Creating a Source with the Script Component

You use a source component in the data flow of an Integration Services package to load data from a data source to pass on to downstream transformations and destinations. Ordinarily you connect to the data source through an existing connection manager.

For an overview of the Script component, see Extending the Data Flow with the Script Component.

The Script component and the infrastructure code that it generates for you simplify significantly the process of developing a custom data flow component. However, to understand how the Script component works, you may find it useful to read through the steps that are involved in developing a custom data flow component. See the section Developing a Custom Data Flow Component, especially the topic Developing a Custom Source Component.

Getting Started with a Source Component

When you add a Script component to the Data Flow pane of SSIS Designer, the Select Script Component Type dialog box opens and prompts you to select a Source, Destination, or Transformation script. In this dialog box, select Source.

Configuring a Source Component in Metadata-Design Mode

After choosing to create a source component, you configure the component by using the Script Transformation Editor. For more information, see Configuring the Script Component in the Script Component Editor.

A data flow source component has no inputs and supports one or more outputs. Configuring the outputs for the component is one of the steps that you must complete in metadata design mode, by using the Script Transformation Editor, before you write your custom script.

Adding Connection Managers

Ordinarily a source component uses an existing connection manager to connect to the data source from which it loads data into the data flow. On the Connection Managers page of the Script Transformation Editor, click Add to add the appropriate connection manager.

However, a connection manager is only a convenient unit that encapsulates and stores the information that it needs to connect to a data source of a particular type.

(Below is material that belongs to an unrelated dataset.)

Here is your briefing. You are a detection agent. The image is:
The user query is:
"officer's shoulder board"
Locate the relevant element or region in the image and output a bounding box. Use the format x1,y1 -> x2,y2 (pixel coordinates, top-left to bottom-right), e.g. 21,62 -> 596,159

You must write your own custom code to load or save your data, and possibly to open and close the connection to the data source also.

For general information about using connection managers with the Script component, see Connecting to Data Sources in the Script Component.

For more information about the Connection Managers page of the Script Transformation Editor, see Script Transformation Editor (Connection Managers Page).

Configuring Outputs and Output Columns

A source component has no inputs and supports one or more outputs. On the Inputs and Outputs page of the Script Transformation Editor, a single output has been created by default, but no output columns have been created. On this page of the editor, you may need or want to configure the following items.

  • You must add and configure output columns manually for each output. Select the Output Columns folder for each output, and then use the Add Column and Remove Column buttons to manage the output columns for each output of the source component. Later, you will refer to the output columns in your script by the names that you assign here, by using the typed accessor properties created for you in the auto-generated code.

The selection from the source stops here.